Бухгалтер - Андрей Московцев
Шрифт:
Интервал:
Закладка:
На острове несколько человек наблюдали в мощные большие бинокли за маленьким самолетиком, упрямо карабкающимся в небо.
— Ничего у него не выйдет, — сказал один.
— Да, — согласился второй, — ураган убьет его, как комара!
— А если нет, — засомневался третий, в мундире с золотыми нашивками, — вдруг уйдет?
— Не может быть, — твердо возразил первый, — в такой ураган никто не летает. Ветер разорвет самолет в куски.
— Хорошо, — вздохнул тот, что в мундире, — что с нашими?
— Перехватчики отозваны на базу, — доложил второй, — вертолет уже садится. В разбившемся самолете погибли все — пилот и наш сотрудник.
Самолет поднимается в ярко-синее небо в полном безветрии. Все застыло в мире — черная туча, солнце, море. О том, что есть жизнь, напоминает только мотор самолета, работающий на пределе.
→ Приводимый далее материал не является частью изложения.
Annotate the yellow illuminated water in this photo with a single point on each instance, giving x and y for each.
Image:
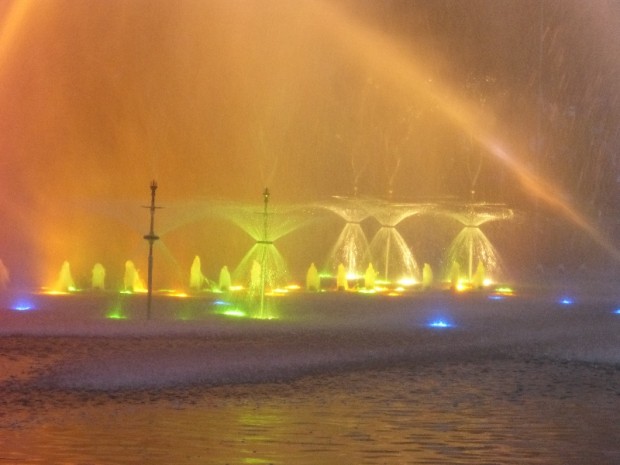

Василий чуть-чуть убавил обороты и позволили себе немного расслабить сведенные напряжением мышцы. Он понимал, что впереди страшная неизвестность, но пока тихо, ярко светит последнее солнце и надо на минутку отпустить вожжи.
— Ну как ты? — спросил Алику.
— Пока ничего, — сипло каркнула в ответ девушка, прокашлялась и уже нормально ответила: — Все хорошо. Почему нас не тронули?
— Потому что впереди буря, — честно ответил Василий, — они боятся и отстали.
— А мы?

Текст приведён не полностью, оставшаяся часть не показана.